Compared to a conventional two loudspeaker stereo triangle the single speaker stereo has some distinctive qualities:
* The center image is extremely stable and natural sounding. This is believed to be due to center location of the real sound source in center panned image.
* Turning of the head at the listening position has no effect whatsoever on the sound. I can turn my head in any direction 360 degrees and sound image remains constantly in it's original location. Try this with conventional stereo triangle.. hehehe ... ;)
* Walking around the room has negligible effect on the sound. No or almost no sweet spot.
I'm glad to announce that the principle of the single speaker stereo is working !
And this is all from a simple cardboard prototype ! Can you believe !?
Clearly this principle of reproduction of the stereophonic recordings is doing something fundamentally very right in terms of satisfying human psychoacoustics.
more to come ...
With the selected operation mode of x = 0 (bipolar sideways projection) the sound differs considerably from the vector steered case of x = 0.5.
Operation mode x = 0 produces very spacious sound but in some occasions stereo imaging is also nonexistent. In this regard operation mode of x = 0.5 proves to be much better !

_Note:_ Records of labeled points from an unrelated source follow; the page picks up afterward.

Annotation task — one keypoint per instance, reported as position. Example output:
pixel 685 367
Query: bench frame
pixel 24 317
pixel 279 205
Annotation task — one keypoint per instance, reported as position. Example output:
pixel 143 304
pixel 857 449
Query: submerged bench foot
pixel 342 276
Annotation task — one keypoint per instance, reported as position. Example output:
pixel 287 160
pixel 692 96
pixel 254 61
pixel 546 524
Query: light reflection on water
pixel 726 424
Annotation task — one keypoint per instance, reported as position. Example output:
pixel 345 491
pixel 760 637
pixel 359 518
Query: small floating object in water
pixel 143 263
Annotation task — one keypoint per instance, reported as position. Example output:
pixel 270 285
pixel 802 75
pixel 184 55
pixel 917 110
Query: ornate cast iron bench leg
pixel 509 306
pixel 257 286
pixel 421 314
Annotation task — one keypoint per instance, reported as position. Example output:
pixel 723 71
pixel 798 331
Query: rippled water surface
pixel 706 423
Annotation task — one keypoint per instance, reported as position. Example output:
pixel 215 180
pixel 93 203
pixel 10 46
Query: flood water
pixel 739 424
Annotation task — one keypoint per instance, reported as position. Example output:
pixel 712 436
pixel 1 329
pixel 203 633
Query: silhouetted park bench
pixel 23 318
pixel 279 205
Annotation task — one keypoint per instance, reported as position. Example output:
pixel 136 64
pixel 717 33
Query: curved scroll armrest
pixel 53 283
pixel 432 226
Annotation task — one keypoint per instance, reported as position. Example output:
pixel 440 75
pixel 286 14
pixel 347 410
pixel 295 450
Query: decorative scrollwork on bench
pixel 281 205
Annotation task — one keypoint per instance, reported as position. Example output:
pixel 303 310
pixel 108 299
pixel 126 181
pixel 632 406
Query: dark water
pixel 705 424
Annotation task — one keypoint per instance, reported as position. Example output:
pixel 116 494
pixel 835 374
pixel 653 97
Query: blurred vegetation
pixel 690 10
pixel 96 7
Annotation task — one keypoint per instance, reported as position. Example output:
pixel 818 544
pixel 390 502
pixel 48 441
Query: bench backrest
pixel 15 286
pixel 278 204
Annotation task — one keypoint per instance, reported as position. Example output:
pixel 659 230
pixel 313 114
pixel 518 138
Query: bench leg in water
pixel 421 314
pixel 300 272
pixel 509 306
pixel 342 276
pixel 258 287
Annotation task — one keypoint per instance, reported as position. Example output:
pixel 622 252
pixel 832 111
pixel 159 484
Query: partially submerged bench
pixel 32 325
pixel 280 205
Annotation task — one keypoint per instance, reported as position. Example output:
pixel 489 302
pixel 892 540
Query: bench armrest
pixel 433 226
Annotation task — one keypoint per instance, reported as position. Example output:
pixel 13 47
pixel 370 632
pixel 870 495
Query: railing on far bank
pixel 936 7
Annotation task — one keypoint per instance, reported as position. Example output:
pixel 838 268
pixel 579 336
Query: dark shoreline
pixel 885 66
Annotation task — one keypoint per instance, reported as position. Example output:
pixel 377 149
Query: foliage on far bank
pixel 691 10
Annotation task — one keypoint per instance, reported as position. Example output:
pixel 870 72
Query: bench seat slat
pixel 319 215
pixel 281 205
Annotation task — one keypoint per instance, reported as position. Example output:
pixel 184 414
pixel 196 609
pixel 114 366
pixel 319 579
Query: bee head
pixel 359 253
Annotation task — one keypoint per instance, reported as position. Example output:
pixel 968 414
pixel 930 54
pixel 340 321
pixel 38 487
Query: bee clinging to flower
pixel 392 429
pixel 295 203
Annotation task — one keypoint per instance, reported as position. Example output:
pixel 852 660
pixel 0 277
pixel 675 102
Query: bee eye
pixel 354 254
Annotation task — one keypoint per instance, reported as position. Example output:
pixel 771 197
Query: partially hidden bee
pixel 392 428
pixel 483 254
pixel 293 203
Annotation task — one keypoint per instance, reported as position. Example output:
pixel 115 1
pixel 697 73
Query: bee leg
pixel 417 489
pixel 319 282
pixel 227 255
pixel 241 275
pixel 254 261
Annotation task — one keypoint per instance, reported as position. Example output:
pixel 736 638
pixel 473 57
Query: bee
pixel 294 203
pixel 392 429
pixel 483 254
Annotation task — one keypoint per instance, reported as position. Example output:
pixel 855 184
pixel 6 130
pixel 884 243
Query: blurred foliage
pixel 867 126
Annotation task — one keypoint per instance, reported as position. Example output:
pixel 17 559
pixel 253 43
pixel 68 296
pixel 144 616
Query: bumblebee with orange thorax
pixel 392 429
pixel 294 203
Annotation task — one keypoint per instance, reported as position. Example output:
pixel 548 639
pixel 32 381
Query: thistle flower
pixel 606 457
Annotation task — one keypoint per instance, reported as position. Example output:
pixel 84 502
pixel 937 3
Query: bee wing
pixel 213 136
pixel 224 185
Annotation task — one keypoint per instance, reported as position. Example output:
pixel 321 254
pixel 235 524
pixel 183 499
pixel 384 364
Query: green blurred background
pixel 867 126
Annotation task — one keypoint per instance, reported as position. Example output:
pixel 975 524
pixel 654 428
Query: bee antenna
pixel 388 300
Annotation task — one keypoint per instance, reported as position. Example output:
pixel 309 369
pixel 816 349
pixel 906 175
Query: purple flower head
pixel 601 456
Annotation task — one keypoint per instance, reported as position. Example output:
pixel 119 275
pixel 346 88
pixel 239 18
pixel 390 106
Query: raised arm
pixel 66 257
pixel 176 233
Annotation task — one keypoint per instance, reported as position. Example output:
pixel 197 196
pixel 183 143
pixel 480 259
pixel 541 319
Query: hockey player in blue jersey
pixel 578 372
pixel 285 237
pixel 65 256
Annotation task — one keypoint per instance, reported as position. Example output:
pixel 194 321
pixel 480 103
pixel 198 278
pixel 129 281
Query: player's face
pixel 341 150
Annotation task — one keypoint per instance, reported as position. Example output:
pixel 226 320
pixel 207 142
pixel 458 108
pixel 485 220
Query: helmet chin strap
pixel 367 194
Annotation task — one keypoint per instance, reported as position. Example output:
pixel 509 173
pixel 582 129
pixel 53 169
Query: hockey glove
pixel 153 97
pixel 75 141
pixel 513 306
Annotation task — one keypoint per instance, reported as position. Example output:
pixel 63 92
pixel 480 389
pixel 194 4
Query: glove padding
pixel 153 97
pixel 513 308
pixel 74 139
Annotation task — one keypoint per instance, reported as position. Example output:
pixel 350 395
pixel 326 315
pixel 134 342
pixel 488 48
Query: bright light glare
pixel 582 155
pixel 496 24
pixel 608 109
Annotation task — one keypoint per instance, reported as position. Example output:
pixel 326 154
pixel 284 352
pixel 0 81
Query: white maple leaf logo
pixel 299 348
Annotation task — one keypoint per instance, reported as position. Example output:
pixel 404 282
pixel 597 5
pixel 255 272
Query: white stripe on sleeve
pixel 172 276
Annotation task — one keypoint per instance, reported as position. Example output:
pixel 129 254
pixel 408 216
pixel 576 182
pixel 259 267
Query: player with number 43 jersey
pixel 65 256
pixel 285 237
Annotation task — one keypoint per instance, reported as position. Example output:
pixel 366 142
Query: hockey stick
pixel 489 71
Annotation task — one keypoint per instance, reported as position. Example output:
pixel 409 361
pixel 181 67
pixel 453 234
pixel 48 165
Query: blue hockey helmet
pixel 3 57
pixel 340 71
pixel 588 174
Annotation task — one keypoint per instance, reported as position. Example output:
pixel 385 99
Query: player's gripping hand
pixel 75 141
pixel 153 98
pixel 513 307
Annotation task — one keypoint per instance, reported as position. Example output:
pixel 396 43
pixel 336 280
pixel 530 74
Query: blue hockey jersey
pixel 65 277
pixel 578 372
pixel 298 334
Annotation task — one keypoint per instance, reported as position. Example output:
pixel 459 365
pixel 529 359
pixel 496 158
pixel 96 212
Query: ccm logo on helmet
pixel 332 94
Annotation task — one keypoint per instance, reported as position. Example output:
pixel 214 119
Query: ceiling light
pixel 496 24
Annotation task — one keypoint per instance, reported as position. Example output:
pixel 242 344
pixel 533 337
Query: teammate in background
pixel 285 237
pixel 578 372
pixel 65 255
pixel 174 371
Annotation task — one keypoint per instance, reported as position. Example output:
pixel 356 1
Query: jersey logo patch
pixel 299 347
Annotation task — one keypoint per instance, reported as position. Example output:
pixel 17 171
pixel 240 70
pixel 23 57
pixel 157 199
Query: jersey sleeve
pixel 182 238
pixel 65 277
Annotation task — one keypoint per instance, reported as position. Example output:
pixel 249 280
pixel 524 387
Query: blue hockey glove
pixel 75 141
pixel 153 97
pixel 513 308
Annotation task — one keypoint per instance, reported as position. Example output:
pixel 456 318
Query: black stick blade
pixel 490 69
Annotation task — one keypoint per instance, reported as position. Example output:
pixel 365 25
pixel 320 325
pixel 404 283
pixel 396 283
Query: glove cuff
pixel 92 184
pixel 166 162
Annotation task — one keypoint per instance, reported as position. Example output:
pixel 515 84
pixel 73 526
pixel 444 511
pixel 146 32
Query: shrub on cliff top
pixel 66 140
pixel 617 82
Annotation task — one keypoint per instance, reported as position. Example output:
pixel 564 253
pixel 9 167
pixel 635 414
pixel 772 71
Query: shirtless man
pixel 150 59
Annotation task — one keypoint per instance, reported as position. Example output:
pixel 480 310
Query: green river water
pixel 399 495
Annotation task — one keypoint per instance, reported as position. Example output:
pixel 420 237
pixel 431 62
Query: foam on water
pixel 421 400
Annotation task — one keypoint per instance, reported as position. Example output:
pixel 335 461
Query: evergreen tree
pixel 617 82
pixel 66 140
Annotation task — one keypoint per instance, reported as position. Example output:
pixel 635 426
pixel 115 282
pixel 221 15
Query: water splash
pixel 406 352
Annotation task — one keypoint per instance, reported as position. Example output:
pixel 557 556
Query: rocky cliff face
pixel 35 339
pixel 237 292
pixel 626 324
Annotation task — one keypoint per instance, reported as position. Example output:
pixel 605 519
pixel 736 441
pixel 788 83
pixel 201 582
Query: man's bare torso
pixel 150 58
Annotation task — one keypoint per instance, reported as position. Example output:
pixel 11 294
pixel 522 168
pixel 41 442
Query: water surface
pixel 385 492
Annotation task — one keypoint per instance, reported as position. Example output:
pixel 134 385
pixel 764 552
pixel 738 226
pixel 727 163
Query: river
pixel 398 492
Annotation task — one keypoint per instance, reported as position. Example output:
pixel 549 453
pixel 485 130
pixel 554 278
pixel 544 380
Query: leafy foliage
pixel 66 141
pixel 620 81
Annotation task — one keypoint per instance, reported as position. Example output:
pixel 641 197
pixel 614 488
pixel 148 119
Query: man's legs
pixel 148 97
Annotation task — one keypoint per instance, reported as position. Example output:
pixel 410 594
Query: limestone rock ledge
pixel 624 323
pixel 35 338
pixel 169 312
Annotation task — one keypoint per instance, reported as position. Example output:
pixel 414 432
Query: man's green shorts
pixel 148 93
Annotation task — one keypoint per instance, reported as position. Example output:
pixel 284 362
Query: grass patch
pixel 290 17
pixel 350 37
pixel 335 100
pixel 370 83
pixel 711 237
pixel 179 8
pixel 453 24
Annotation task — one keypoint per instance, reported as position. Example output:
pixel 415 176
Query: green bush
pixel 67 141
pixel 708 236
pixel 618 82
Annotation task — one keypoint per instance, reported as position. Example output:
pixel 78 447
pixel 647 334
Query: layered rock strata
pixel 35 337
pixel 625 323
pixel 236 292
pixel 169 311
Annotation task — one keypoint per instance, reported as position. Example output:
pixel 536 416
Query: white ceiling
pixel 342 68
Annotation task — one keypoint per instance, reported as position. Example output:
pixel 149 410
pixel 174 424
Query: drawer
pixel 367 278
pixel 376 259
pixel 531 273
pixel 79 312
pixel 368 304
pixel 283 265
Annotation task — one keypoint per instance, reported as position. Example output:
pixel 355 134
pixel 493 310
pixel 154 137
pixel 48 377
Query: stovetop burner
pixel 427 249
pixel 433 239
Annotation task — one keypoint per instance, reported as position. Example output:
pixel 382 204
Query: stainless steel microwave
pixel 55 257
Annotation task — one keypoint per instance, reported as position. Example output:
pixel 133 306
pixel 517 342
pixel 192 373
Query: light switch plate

I may even come to conclusion that operation mode x = 0.5 is clearly preferred over the operation mode x = 0 in most, if not all, stereo recordings from natural acoustics classical pieces to studio generated pop songs !
I did some impulse response measurements for the first prototype of the single speaker stereo.
Measurements are done in a 25 m2 room. While measuring impulse responses from different angles, the speaker is rotated in the same location.
Measurement distance is 1 m.
Omni microphone is used for these measurements.
Impulse responses are analysed with Bark psychoacoustic wavelets and the results of the wavelet analysis are shown below.
This is the direct sound for centrally panned sound.
They are about the same level as 0 degrees sound since this is center panning.
The level at 90 degrees is lower than the 0 degrees level. In theory it should be lower by 6 dB for center panned sound. A notch appearing at 1.5kHz is propably interference between the drivers, and could be diminished by appropriate cabinet design and element selection.
For full left side panned sound the level at 0 degrees is lower than the 0 degrees level for a center panned sound.
For full left side panned sound a big difference is seen between left and right side angles. Note that the sound radiated to 45 degrees angle is mostly reflected from the room side walls to the listening position.
For full left side panned sound, the right side level is lower. Also it should be at opposite phase by it cannot be seen from this magnitude plot :)
The measurements indicate that the directional pattern predicted from the vector theory can be reproduced by this single speaker stereo.
Some optimisation may be needed to perfect the responses, though.